Recent ‘intervention’ policies aimed at curing apparently endemic problems of alcohol abuse, child abuse, spousal abuse, porn addiction and rampant violence, have in Anaya’s view, gone too far in the other direction.
The intervention policy has simply added to, rather than subtracted from, the deep-seated racism that still afflicts Aboriginal and non-Aboriginal relations. Indeed, the intervention violates Australia’s obligations to its international treaties and agreement. To be sure, Aboriginals have had to sustain more than 200 years of systemic and structural racism. None of the policies imposed by Australian governments has undone the damage of the ‘full blast of Europe’ (as one historian put it).
Added to the awkward and often counter-productive effects of structural policies, have been the full impact of cultural racism and the web of prejudice and discrimination which have left Aboriginals trapped in a spiral of poverty and dissolution.

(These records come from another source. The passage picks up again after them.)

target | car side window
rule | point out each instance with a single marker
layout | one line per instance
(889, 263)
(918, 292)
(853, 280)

Anaya himself notes that ‘entrenched’ racism remains a feature of their plight. Moreover, the Australian government’s suspension of its Racial Discrimination Act sends another contradictory message to the Pacific. The suspension was undertaken to allow the ‘intervention’ to proceed without legal entanglement. This effectively denies the full application of human rights in respect of Aboriginals.
This measure of simply suspending law for the sake of allowing an enforced policy to take effect is, in principle, the kind of thing Fiji is accused of and damned for doing to itself by Australia. Where is the consistency?
Finally, Australia’s response to the special investigator has been one of undiluted upfront rejection of his broadside. Both government and opposition have virtually told Anaya to ‘go jump’. How does this overtly hypersensitive and reactionary response help Pacific peoples respect the verdicts of international observers who similarly comment on their own various social and political problems?
Australia wants the indigenous Pacific to heed human rights and yet when it is itself critiqued by human rights experts, its posture is dismissive and consistently so.
The Pacific may have some problems (and Fiji among them), but perhaps Australia should, in the words of Jesus, take the log out of its own eye before it picks on the splinters in the eyes of its smaller neighbours.